May I Take the Address of the One-Past-The-End Element of an Array

Take the address of a one-past-the-end array element via subscript: legal by the C++ Standard or not?

Your example is legal, but only because you're not actually using an out of bounds pointer.

Let's deal with out of bounds pointers first (because that's how I originally interpreted your question, before I noticed that the example uses a one-past-the-end pointer instead):

In general, you're not even allowed to create an out-of-bounds pointer. A pointer must point to an element within the array, or one past the end. Nowhere else.

The pointer is not even allowed to exist, which means you're obviously not allowed to dereference it either.

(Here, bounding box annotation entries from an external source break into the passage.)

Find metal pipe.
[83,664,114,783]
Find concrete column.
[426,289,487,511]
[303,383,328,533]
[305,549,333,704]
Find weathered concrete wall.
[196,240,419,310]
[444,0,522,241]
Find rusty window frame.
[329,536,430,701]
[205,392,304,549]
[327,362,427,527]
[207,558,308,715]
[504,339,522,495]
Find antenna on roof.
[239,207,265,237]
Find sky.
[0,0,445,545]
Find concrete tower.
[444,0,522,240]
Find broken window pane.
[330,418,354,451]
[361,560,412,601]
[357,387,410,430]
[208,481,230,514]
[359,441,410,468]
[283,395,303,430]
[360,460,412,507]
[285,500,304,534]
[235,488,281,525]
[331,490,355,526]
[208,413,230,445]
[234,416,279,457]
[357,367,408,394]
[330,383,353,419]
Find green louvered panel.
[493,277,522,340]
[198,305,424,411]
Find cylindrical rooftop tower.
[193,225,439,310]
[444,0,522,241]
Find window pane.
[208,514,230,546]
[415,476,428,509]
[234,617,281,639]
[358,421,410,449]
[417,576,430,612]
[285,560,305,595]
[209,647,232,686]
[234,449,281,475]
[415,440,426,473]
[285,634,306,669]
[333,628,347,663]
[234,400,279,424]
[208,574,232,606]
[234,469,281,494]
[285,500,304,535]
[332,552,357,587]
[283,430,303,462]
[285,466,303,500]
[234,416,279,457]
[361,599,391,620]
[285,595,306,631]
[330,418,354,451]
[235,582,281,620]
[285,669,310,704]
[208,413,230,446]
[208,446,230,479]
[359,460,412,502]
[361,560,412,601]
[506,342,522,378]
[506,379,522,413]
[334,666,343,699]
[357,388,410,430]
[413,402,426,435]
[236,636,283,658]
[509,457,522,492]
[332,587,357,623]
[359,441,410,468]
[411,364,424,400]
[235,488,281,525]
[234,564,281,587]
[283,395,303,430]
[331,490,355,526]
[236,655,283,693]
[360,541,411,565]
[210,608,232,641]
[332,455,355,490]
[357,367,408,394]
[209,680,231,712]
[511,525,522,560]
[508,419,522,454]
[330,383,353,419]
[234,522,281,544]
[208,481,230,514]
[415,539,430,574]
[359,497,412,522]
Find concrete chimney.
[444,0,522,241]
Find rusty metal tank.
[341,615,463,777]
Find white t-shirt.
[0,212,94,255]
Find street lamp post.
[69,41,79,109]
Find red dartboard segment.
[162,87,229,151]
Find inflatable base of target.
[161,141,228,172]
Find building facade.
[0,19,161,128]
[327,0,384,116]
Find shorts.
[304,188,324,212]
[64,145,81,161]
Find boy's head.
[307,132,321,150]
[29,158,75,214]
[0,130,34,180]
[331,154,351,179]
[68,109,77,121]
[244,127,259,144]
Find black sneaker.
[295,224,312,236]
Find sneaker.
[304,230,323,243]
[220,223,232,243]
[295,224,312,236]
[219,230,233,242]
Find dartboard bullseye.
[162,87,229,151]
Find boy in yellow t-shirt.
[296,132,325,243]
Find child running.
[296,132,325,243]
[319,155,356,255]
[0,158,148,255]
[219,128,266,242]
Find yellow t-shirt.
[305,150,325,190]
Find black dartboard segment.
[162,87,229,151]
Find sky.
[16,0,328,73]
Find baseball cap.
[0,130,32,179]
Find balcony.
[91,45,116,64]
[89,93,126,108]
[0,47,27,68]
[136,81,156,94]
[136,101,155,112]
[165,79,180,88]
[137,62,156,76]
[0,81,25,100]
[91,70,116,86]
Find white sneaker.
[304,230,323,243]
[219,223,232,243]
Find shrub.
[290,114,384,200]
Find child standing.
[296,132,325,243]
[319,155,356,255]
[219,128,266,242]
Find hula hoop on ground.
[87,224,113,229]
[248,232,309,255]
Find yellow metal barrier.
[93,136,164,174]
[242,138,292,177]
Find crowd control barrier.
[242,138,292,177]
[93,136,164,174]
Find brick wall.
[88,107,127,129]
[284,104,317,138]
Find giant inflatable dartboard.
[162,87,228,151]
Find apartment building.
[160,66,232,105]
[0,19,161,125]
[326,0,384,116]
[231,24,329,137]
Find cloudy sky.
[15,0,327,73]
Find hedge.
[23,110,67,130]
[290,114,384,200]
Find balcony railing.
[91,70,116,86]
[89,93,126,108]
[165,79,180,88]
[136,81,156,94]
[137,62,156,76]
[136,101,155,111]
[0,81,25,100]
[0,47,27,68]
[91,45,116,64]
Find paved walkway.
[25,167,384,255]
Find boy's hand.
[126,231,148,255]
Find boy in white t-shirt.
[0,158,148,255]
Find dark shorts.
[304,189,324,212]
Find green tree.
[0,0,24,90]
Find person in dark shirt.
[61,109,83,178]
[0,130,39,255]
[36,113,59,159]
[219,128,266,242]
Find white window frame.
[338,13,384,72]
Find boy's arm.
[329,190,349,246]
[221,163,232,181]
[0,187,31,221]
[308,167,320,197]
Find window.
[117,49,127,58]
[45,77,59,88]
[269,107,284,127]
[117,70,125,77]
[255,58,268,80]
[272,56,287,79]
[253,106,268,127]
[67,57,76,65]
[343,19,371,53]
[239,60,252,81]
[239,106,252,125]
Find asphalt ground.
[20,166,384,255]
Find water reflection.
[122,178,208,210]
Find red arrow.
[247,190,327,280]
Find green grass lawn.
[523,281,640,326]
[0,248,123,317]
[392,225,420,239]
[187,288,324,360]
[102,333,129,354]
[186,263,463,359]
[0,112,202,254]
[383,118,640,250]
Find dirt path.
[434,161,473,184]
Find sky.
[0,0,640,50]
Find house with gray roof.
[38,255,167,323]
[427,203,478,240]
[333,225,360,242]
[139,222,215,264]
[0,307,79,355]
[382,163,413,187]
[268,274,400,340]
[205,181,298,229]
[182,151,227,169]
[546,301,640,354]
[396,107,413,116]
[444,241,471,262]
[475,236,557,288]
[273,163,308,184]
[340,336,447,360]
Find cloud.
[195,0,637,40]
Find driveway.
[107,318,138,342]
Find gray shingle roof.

Here's what the standard has to say on the subject:

5.7:5:

When an expression that has integral
type is added to or subtracted from a
pointer, the result has the type of
the pointer operand. If the pointer
operand points to an element of an
array object, and the array is large
enough, the result points to an
element offset from the original
element such that the difference of
the subscripts of the resulting and
original array elements equals the
integral expression. In other words,
if the expression P points to the i-th
element of an array object, the
expressions (P)+N (equivalently,
N+(P)) and (P)-N (where N has the
value n) point to, respectively, the
i+n-th and i−n-th elements of the
array object, provided they exist.
Moreover, if the expression P points
to the last element of an array
object, the expression (P)+1 points
one past the last element of the array
object, and if the expression Q points
one past the last element of an array
object, the expression (Q)-1 points to
the last element of the array object.
If both the pointer operand and the
result point to elements of the same
array object, or one past the last
element of the array object, the
evaluation shall not produce an
overﬂow; otherwise, the behavior is
undeﬁned.

(emphasis mine)

Of course, this is for operator+. So just to be sure, here's what the standard says about array subscripting:

5.2.1:1:

The expression E1[E2] is identical (by deﬁnition) to *((E1)+(E2))

Of course, there's an obvious caveat: Your example doesn't actually show an out-of-bounds pointer. it uses a "one past the end" pointer, which is different. The pointer is allowed to exist (as the above says), but the standard, as far as I can see, says nothing about dereferencing it. The closest I can find is 3.9.2:3:

[Note: for instance, the address one past the end of an array (5.7) would be considered to
point to an unrelated object of the array’s element type that might be located at that address. —end note ]

Which seems to me to imply that yes, you can legally dereference it, but the result of reading or writing to the location is unspecified.

Thanks to ilproxyil for correcting the last bit here, answering the last part of your question:

array + 5 doesn't actually
dereference anything, it simply
creates a pointer to one past the end
of array.
&array[4] + 1 dereferences
array+4 (which is perfectly safe),
takes the address of that lvalue, and
adds one to that address, which
results in a one-past-the-end pointer
(but that pointer never gets
dereferenced.
&array[5] dereferences array+5
(which as far as I can see is legal,
and results in "an unrelated object
of the array’s element type", as the
above said), and then takes the
address of that element, which also
seems legal enough.

So they don't do quite the same thing, although in this case, the end result is the same.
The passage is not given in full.